The area between Hedley and Keremeos is densely populated with large, white antelope.

Although you can bypass Keremeos, population 1 289, consider checking out the charming town. Its name is derived from the Similkameen dialect of the native Okanagan word keremeyeus, meaning “creek which cuts its way through the flats.” Keremeos is famous for bountiful harvests of fruits and vegetables. It is also renowned for its superior wine growing potential. Keremeos has a campground called Eagle Campground & RV Park.

Leave Keremeos and continue cycling towards Penticton through orchards and verdant agriculture land. Watch for wind gusts on some of the long downhill sections.
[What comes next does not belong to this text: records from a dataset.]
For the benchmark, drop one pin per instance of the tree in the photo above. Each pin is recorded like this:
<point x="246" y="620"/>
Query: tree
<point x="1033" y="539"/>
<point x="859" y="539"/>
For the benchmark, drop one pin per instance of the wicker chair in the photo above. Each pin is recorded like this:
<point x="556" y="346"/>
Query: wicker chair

At Keremeos, HWY 3 splits and HWY 3 goes south before heading east towards Alberta along B.C.’s southern border. HWY 3A and HWY 3B head north where they merge with HWY 97 near Skaha Lake. This highway is a busy double-lane. It will be your trail until intersecting with HWY 1 at Sicamous.
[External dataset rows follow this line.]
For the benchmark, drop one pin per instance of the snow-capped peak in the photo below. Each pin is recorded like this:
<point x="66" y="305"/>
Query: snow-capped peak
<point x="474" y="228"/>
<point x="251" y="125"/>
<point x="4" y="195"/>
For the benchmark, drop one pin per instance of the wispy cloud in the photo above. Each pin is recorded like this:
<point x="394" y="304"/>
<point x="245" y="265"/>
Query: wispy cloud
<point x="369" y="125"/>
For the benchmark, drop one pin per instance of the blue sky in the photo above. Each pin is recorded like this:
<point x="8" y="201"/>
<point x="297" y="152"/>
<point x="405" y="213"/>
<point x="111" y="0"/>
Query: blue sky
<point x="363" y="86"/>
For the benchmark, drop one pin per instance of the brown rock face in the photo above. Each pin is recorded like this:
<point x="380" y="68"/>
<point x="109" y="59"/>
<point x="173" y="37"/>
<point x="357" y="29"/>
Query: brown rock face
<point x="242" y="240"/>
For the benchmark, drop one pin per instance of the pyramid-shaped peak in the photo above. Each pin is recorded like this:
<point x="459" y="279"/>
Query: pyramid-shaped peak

Skaha Lake forms the southern border of Penticton, which is bordered on the north by Okanagan Lake. Penticton, population 31 909, is a popular tourist and retirement destination. It is famous for peaches, beaches, golf and especially wine. Penticton was known by the Salish First Nation as Pen-Tak-Ton, meaning “a place to live forever.”

Penticton’s British Columbia Wine Information Centre is a good place to learn about wine and wine tourism in the Valley. Residents of the Okanagan Valley take great pride in area vineyards and the quality of wine they produce. Many wineries operate throughout the Okanagan valley and offer tourists a unique chance to taste wines and tour vineyards.
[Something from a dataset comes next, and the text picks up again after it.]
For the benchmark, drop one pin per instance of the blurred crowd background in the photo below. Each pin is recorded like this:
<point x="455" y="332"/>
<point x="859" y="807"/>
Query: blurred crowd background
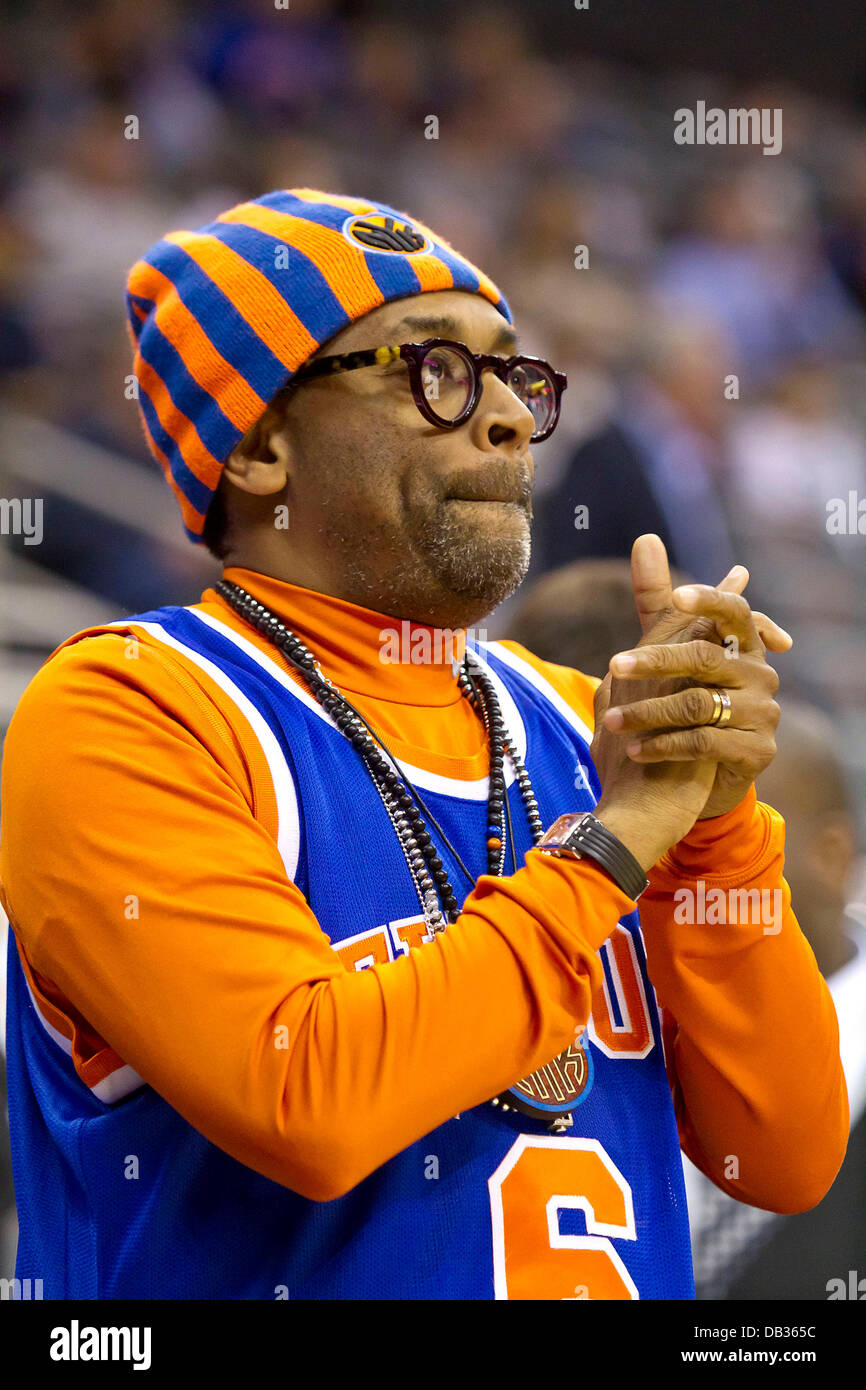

If you do not have time restrictions, consider staying the night in Penticton and going wine touring at Naramata Bench.

Camping is available at the south end of town at Wrights Beach RV Park & Campground. Freedom Bike Shop is available for any repairs or supplies you may need. The Okanagan is a beautiful, but expensive place to visit. Real estate prices are sky high, and this is reflected in campground prices.

After leaving Penticton, expect HWY 97 to be busy, especially during July and August. Wear bright coloured clothing and cycle with confidence. Other than the dense traffic, the ride to Kelowna is enjoyable with Lake Okanagan on your right and rugged, rocky cliffs on your left.

Summerland, population 10 828, is aptly named as it has some of the warmest temperatures in Canada, with a mean summer temperature of 21° C. The town is situated on a long hill. One exit to the city is at the bottom of the hill and the other is at the top. Summerland is a good place to acquire supplies to prepare for your evening in Okanagan Lake Provincial Park.

Stay at either the South or North Campground in Okanagan Provincial Park. The South Campground opens first, generally around April 1st, and closes at the beginning of October. Located on the shores of Lake Okanagan, this campground offers sandy beaches and is surrounded by Ponderosa Pine and sagebrush.

Kilometre Log
0.0Leave Bromley Rock Provincial Park on HWY 3 heading south.
11.9Stemwinder Provincial Park.
16.9Exit to Hedley.
44.4Keremeos, population 1 289. Turn left onto Keremeos Bypass Road.
45.0Take a left turn to stay on Keremeos Bypass Road / HWY 3A.
46.8Take a left turn to return to HWY 3.
61.9Climb steadily to the south end of Yellow Lake where there are washrooms and a rest area.
76.1HWY 3 dead-ends into HWY 97. Turn left heading north on HWY 97.
84.1Wright’s Beach Campground on the shore of Skaha Lake.
84.5Penticton Regional Airport.
84.9Cross a bridge over the canal and turn left onto Channel Parkway / HWY 97.
89.0Road veers to the right and becomes Railway Street / HWY 97.
89.7Take a left turn onto Eckhardt Avenue W / HWY 97.
90.5Eckhardt Avenue W / HWY 97 turns right and becomes only HWY 97.
96.0Kickininee Provincial Park with camping and showers.
96.8Soorimpt Provincial Park.
97.8Pyramid Provincial Park picnic grounds.
115.0Turn right into Okanagan Provincial Park.
115.3Okanagan Provincial Park South Campground.